Extrêmement détaillé dans les sévices infligés à Alain, le roman aurait pu sombrer dans le simple torture porn version littéraire. Cela n'est
heureusement pas le cas, car l'auteur, avec sa plume caustique et humoristique, distancie le récit du drame, comme si cela était un cauchemar. D'ailleurs, cela est bien en
phase avec le ressenti des coupables, qui, le lendemain de l'un des crimes les plus odieux qui soient, auront l'impression de se réveiller, comme d'un rêve, ou bien comme
à la suite d'une orgie alcoolique.
S'il faut comprendre une chose de ce roman, c'est bien qu'une foule se comporte de façon autonome, comme si les personnes la composant n'avaient plus d'identité propre, la
foule n'étant guidée que par des instincts primaires (peur, haine, violence,...), l'intelligence relative de la foule étant inférieure à l'intelligence des
individus pris à part. Ce phénomène est d'ailleurs bien connu des sociologues, et est même mesurable scientifiquement.

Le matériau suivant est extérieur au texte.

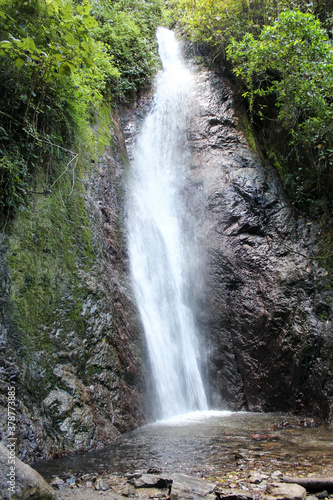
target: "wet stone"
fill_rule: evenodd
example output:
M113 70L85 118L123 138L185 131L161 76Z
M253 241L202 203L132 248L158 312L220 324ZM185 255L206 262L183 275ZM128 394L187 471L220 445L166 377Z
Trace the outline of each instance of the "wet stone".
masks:
M168 488L170 489L172 479L155 474L142 474L138 478L129 480L136 488Z

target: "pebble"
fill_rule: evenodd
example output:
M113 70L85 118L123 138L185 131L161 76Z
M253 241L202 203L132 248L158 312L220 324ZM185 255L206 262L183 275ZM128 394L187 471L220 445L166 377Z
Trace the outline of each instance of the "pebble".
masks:
M105 479L103 479L103 478L97 479L97 481L95 483L95 490L106 491L108 489L109 489L109 486L108 486L107 482L105 481Z

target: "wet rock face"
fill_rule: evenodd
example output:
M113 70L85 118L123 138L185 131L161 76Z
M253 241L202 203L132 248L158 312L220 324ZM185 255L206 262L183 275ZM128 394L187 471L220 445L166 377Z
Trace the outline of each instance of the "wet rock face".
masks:
M318 228L250 150L228 82L200 72L197 83L187 195L206 252L198 317L212 404L332 418L332 299L312 259Z
M51 248L59 266L48 293L58 290L59 300L52 321L38 325L37 345L28 344L27 356L13 320L15 303L9 307L12 284L6 251L15 228L13 235L0 240L0 285L7 300L5 313L0 311L0 439L8 444L7 392L14 386L16 454L25 461L101 447L145 422L144 346L122 228L126 150L113 118L113 145L91 168L88 165L80 179L83 189L72 195L83 207L90 253L82 252L74 237L70 256ZM62 264L69 258L75 266L66 275Z

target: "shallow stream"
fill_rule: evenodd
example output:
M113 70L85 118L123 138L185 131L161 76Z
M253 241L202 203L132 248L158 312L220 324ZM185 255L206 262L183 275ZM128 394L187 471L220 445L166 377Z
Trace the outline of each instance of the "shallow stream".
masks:
M45 479L84 473L124 475L149 468L219 478L260 470L333 476L328 426L281 413L194 412L145 425L112 446L36 462Z

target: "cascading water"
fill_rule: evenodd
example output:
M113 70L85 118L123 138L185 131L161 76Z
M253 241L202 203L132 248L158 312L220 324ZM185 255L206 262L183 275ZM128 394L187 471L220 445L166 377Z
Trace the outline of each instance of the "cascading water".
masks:
M191 303L191 251L181 189L192 75L174 34L158 28L163 71L138 136L129 182L128 241L162 418L207 409Z

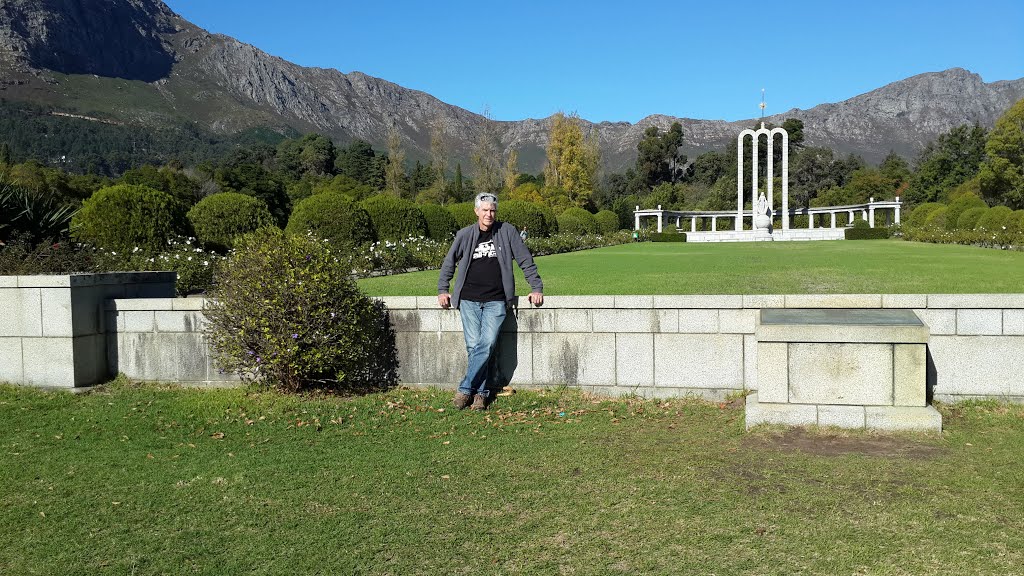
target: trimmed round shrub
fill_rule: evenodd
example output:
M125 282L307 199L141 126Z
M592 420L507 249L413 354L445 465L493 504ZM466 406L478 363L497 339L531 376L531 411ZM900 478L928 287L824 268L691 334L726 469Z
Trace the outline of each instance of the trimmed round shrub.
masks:
M519 230L525 229L529 236L547 237L548 230L544 212L533 202L506 200L498 203L498 219L508 222Z
M1024 233L1024 210L1014 210L1003 222L1003 226L1006 226L1007 234Z
M236 236L274 226L267 203L238 192L220 192L203 198L188 211L196 238L212 250L230 250Z
M960 215L971 208L987 208L988 204L974 194L964 194L949 203L946 213L946 230L954 230L960 223Z
M541 214L544 215L544 224L548 227L548 235L558 234L558 218L555 216L555 211L547 204L534 202L533 205L539 208Z
M989 208L968 208L964 210L960 217L956 220L957 230L974 230L974 227L978 225L978 220L989 211ZM949 215L947 214L947 217Z
M370 215L377 240L405 240L427 235L427 219L408 200L378 194L363 200L359 206Z
M498 203L498 210L501 210L501 202ZM476 222L476 212L473 210L472 202L459 202L458 204L449 204L445 206L448 212L451 213L452 217L455 218L455 224L459 229L465 228L470 224Z
M185 211L173 196L131 184L97 190L71 219L75 240L112 251L156 254L188 232Z
M373 242L377 236L370 215L340 192L314 194L295 205L285 230L312 232L317 238L340 245Z
M459 231L452 213L437 204L420 204L420 212L427 221L427 235L434 240L451 240Z
M601 234L611 234L619 229L619 215L611 210L601 210L594 214L594 220Z
M387 309L359 291L350 261L339 256L277 228L238 237L203 311L217 364L287 392L395 386Z
M924 225L929 228L945 228L946 215L948 212L949 206L942 206L938 210L932 210L932 213L924 219Z
M569 208L558 217L558 230L563 234L597 234L597 220L583 208Z
M940 204L938 202L925 202L924 204L918 205L917 208L914 208L910 212L910 216L907 217L907 226L924 226L924 222L928 218L928 215L943 206L945 206L945 204Z
M1002 232L1006 221L1013 215L1013 210L1006 206L989 208L974 225L975 230Z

En particulier l'effet d'impunité
que donne la foule peut entraîner, comme c'est le cas ici, des débordements de violence qu'un individu n'aurait jamais eu en temps normal. De même, il est très
difficile d'arrêter une foule en marche, en particulier lorsque l'on n'est pas préparé.

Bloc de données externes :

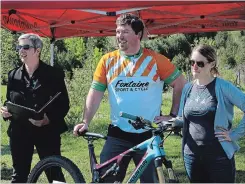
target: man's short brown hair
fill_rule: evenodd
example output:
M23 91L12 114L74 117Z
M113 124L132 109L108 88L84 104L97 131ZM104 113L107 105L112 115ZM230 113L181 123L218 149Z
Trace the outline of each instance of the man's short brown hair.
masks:
M130 13L122 14L117 18L116 24L131 25L136 35L138 35L139 32L142 32L141 38L143 36L144 24L143 21L136 15Z

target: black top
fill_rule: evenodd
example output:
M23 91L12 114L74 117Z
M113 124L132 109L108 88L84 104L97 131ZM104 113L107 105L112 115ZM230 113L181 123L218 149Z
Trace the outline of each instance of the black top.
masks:
M29 131L37 133L41 130L60 134L67 130L64 117L69 110L69 98L64 77L63 71L42 61L39 62L31 78L24 65L9 72L7 101L39 110L50 97L61 92L61 95L45 111L50 120L49 125L40 128L32 125L28 119L11 120L10 118L9 133L12 136Z
M217 107L215 79L207 85L194 84L185 103L184 115L189 122L184 153L220 152L223 149L214 134ZM210 146L214 149L210 149ZM208 149L205 149L205 148ZM216 151L215 151L216 150Z

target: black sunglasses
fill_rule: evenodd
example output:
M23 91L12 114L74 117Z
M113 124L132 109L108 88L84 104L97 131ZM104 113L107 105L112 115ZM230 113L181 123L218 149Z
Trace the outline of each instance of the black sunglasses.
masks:
M16 51L20 51L20 49L24 49L24 50L29 50L30 48L34 48L33 46L31 45L17 45L16 46Z
M191 66L194 66L194 64L196 63L198 67L203 68L205 66L205 62L203 61L194 61L194 60L190 60Z

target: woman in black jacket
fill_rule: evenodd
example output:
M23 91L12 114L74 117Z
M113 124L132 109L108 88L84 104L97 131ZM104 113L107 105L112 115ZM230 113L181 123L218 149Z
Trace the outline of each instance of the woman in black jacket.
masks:
M61 94L45 109L40 119L12 116L6 106L1 115L10 120L8 135L13 161L12 183L25 183L31 168L34 146L40 159L60 155L60 134L67 130L64 121L69 110L69 98L63 71L40 60L42 40L36 34L24 34L18 39L17 51L23 65L9 72L7 101L39 110L58 92ZM55 178L59 170L48 176ZM63 179L60 179L63 180Z

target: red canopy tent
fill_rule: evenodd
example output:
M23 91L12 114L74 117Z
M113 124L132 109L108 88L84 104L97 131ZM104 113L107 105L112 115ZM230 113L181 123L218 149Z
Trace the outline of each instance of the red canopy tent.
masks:
M2 0L1 27L61 39L115 35L115 20L138 14L153 35L245 29L245 1Z
M1 5L2 28L52 41L113 36L117 16L126 12L144 20L148 35L245 29L245 1L2 0Z

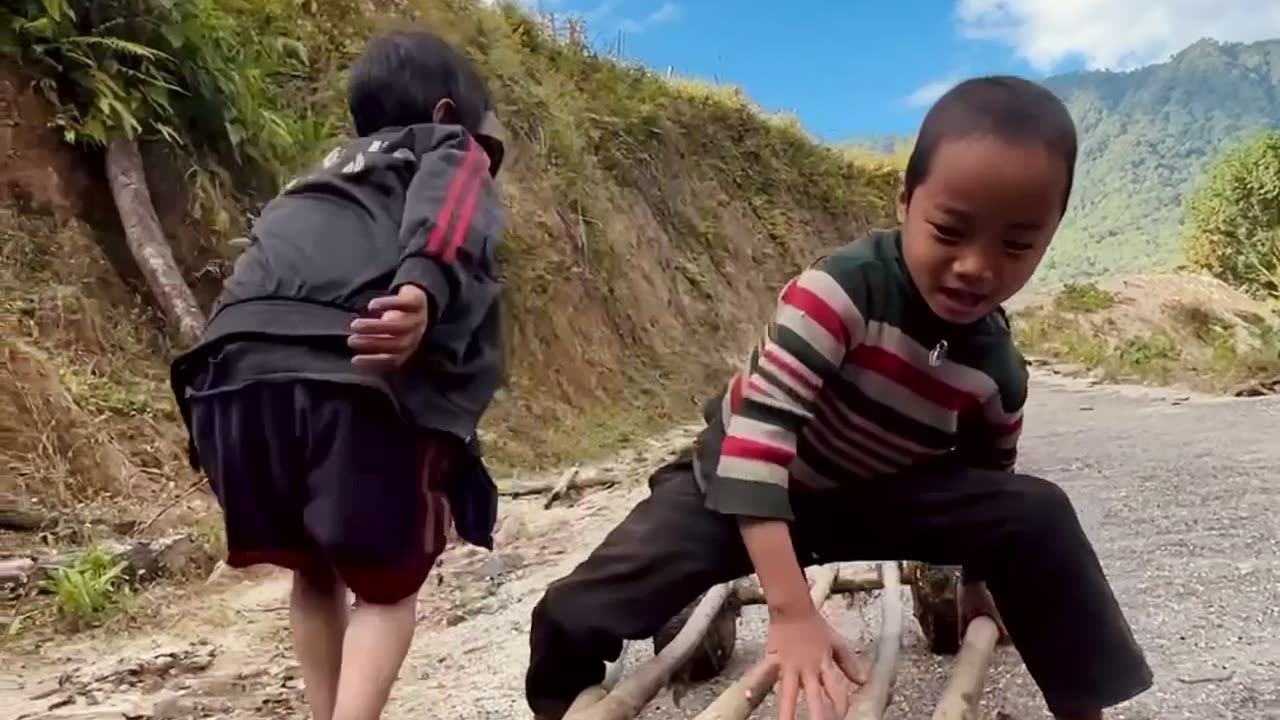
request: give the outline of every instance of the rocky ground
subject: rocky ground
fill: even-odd
[[[1129,720],[1280,718],[1280,399],[1221,399],[1101,386],[1037,374],[1022,467],[1061,483],[1156,672],[1154,689],[1116,708]],[[521,690],[529,611],[645,494],[643,477],[690,436],[587,468],[630,478],[550,509],[505,505],[498,547],[449,551],[420,601],[417,641],[387,718],[526,718]],[[92,633],[35,652],[0,654],[0,718],[303,717],[288,651],[287,581],[228,573],[167,603],[129,633]],[[909,601],[909,598],[907,598]],[[833,599],[830,617],[871,647],[875,598]],[[646,720],[692,718],[761,651],[748,608],[725,679],[663,692]],[[914,621],[893,718],[924,718],[948,662]],[[650,654],[630,648],[627,662]],[[984,717],[1048,717],[1012,650],[989,678]],[[770,717],[771,705],[757,712]]]

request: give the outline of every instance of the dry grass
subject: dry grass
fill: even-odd
[[[1280,314],[1202,276],[1068,285],[1020,309],[1024,351],[1111,380],[1210,392],[1280,379]]]
[[[152,318],[87,228],[0,208],[0,493],[138,510],[189,480]]]

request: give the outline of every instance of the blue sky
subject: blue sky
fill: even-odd
[[[1166,60],[1202,36],[1280,37],[1262,0],[522,0],[607,48],[742,87],[819,138],[910,133],[956,79]],[[1264,5],[1274,8],[1264,9]]]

Conçu comme un parallèle de la Passion du Christ, le roman de
Jean Teulé suit, au travers de scénettes
toutes plus insoutenables les unes que les autres, les derniers moments du jeune homme. Comme le chemin de croix de Jésus dans la tradition catholique, chaque nouvelle
séance de torture est présentée en début de chapitre par un plan, montrant le cheminement d'Alain au travers du village, qui commence à l'entrée
de celui-ci pour se terminer à sa sortie, pour la dernière scène.... Et qui parle de dernière cène parle forcément du sang et du corps du christ.
Ici le sang est représenté physiquement par le sang du malheureux bien entendu, et symboliquement par le vin de messe, l'un étant le pendant salvateur de l'autre. De
même pour la chair, entre celle su supplicié qui finira dévorée par ses semblables, et celle d'Anna, offrant sa chair en offrande à l'un des bourreaux.

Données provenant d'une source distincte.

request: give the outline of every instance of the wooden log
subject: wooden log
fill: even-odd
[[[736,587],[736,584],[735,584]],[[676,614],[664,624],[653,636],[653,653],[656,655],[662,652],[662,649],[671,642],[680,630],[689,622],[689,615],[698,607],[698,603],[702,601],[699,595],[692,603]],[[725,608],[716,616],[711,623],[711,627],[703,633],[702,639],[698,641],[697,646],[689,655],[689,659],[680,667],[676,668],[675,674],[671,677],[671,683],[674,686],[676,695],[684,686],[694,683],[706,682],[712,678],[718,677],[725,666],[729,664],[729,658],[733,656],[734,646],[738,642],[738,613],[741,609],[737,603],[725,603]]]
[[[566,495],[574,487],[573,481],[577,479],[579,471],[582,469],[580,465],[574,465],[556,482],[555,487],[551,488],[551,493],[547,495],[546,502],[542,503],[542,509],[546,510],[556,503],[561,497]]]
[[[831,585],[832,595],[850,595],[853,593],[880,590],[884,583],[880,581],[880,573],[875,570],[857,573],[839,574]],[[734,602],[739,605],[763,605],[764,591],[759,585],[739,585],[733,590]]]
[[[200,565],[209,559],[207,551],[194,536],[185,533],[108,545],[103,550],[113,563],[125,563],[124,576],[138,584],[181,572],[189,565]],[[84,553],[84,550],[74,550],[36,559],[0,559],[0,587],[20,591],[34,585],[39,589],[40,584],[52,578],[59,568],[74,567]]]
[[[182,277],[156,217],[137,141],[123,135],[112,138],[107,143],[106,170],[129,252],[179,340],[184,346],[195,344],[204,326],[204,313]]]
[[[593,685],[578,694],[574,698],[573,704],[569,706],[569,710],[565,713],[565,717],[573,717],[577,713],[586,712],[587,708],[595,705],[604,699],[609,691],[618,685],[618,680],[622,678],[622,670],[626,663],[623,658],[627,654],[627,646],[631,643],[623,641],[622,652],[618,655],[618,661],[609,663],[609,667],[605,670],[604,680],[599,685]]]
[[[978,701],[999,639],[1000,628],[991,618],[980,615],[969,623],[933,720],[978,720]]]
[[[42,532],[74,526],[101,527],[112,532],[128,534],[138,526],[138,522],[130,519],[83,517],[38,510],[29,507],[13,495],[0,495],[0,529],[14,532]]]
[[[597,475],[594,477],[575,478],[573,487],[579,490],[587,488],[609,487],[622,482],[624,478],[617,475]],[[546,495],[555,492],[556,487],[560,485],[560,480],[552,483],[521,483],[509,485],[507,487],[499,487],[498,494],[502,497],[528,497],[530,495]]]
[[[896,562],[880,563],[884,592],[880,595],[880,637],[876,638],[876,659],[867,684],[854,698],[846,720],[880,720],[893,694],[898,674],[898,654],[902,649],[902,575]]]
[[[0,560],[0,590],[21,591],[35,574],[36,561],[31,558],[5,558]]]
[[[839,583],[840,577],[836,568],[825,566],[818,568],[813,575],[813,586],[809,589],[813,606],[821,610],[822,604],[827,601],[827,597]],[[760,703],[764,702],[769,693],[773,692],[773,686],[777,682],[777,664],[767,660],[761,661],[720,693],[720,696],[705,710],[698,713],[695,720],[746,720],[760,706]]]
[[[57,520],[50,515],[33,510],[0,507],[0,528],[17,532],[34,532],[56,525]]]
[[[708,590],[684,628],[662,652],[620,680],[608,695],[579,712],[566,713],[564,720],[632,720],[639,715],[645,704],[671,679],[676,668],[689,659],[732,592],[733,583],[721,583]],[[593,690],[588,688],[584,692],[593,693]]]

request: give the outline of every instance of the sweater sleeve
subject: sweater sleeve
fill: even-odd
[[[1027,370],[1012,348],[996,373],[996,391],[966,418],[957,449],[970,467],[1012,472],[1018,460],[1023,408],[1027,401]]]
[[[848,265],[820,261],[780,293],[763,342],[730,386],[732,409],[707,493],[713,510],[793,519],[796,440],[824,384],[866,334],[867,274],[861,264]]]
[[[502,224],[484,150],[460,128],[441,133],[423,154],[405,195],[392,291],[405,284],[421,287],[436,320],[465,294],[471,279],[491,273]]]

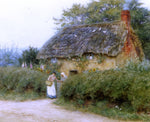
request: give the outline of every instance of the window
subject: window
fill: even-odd
[[[51,58],[51,63],[52,63],[52,64],[57,63],[57,58]]]
[[[94,58],[94,55],[93,55],[93,54],[88,54],[88,55],[86,56],[86,58],[89,59],[89,60],[92,60],[92,59]]]

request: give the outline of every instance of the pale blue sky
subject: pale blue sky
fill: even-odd
[[[0,48],[41,47],[55,34],[53,17],[90,0],[0,0]],[[140,0],[150,9],[149,0]]]

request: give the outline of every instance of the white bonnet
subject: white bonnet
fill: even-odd
[[[64,72],[62,72],[62,73],[61,73],[61,75],[62,75],[63,77],[66,77],[66,75],[65,75],[65,73],[64,73]]]

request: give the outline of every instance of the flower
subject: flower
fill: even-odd
[[[33,69],[33,65],[32,65],[32,63],[30,63],[30,68],[31,68],[31,69]]]
[[[96,71],[96,69],[94,68],[94,69],[93,69],[93,72],[95,72],[95,71]]]
[[[22,63],[21,67],[22,67],[22,68],[24,68],[24,67],[25,67],[25,64],[24,64],[24,62]]]
[[[49,73],[50,73],[50,71],[49,71],[49,70],[46,70],[46,73],[47,73],[47,74],[49,74]]]
[[[25,62],[25,67],[26,67],[26,68],[28,67],[26,62]]]

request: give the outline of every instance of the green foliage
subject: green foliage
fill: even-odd
[[[40,98],[45,98],[44,95],[39,95],[36,92],[28,91],[25,93],[16,93],[16,92],[5,92],[0,91],[1,100],[15,100],[15,101],[25,101],[25,100],[36,100]]]
[[[68,25],[83,24],[85,21],[85,7],[80,4],[74,4],[71,9],[63,10],[62,18],[56,19],[56,25],[65,27]]]
[[[150,12],[141,5],[139,0],[132,0],[129,4],[131,25],[142,42],[146,58],[150,59]]]
[[[79,68],[81,68],[82,71],[85,70],[86,66],[88,65],[89,61],[87,57],[84,55],[78,59],[76,59],[77,62],[75,62],[75,65]]]
[[[4,93],[29,94],[45,96],[45,81],[48,75],[27,68],[0,68],[0,91]]]
[[[101,64],[105,60],[105,55],[99,54],[98,63]]]
[[[26,62],[27,65],[29,65],[30,63],[34,65],[39,64],[39,60],[36,59],[38,52],[38,49],[34,47],[29,47],[29,49],[24,50],[22,53],[22,57],[19,58],[20,64],[22,64],[23,62]]]
[[[87,7],[87,23],[107,22],[120,19],[124,0],[92,1]]]
[[[41,69],[39,65],[36,65],[34,67],[35,70],[43,72],[45,74],[52,74],[53,72],[56,73],[56,77],[58,79],[60,79],[60,67],[61,67],[61,63],[49,63],[49,61],[40,61],[40,63],[44,66],[44,69]]]
[[[150,60],[150,42],[146,42],[143,47],[146,58]]]
[[[134,68],[131,68],[134,67]],[[86,101],[107,100],[128,105],[134,111],[150,111],[150,67],[128,66],[124,69],[79,74],[69,77],[61,87],[61,96],[79,105]],[[131,70],[132,69],[132,70]],[[142,70],[139,70],[142,69]]]
[[[99,0],[91,1],[87,6],[74,4],[63,11],[60,19],[54,18],[55,24],[65,27],[119,20],[123,3],[124,0]]]
[[[136,72],[149,72],[150,71],[150,61],[143,60],[143,62],[134,63],[129,61],[125,66],[125,69],[128,71],[136,71]]]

Là, la symbolique mort/vie est encore plus flagrante. D'ailleurs, dans la religion chrétienne (mais cela est vrai dans nombre d'autres religions au travers le monde), le
cannibalisme fait partie des tabous les plus forts et inviolable qui soient.
Même si le roman est riche en détails, la réalité historique, telle qu'elle est connue aujourd'hui, est légèrement différente de celle
présentée par
Jean Teulé (ce qui, dans le cadre d'un roman, est en fait acceptable). Pour en savoir plus sur
ce drame horrible, il est conseillé de lire
Le village des cannibales d'
Alain Corbin, qui a d'ailleurs servi de support documentaire à
Jean Teulé pour l'écriture de son roman.
Mangez-le si vous voulez est un roman qui se lit très rapidement (il est plutôt court), mais qui peut choquer certaines personnes, de part ses descriptions et ses
scènes de violence, d'autant plus si l'on pense que ces faits se sont réellement produits. Si l'on fait abstraction de ses débordements gore (cependant absolument
nécessaire au vu du sujet), le roman en manque pas d'humour (noir, bien entendu) et a tendance à marquer le lecteur. On est cependant en droit de se demander quel est
l'intérêt d'un tel roman, en particulier par rapport à un récit véritablement historique, et donc moins romancé, des événements de
cette journée noire.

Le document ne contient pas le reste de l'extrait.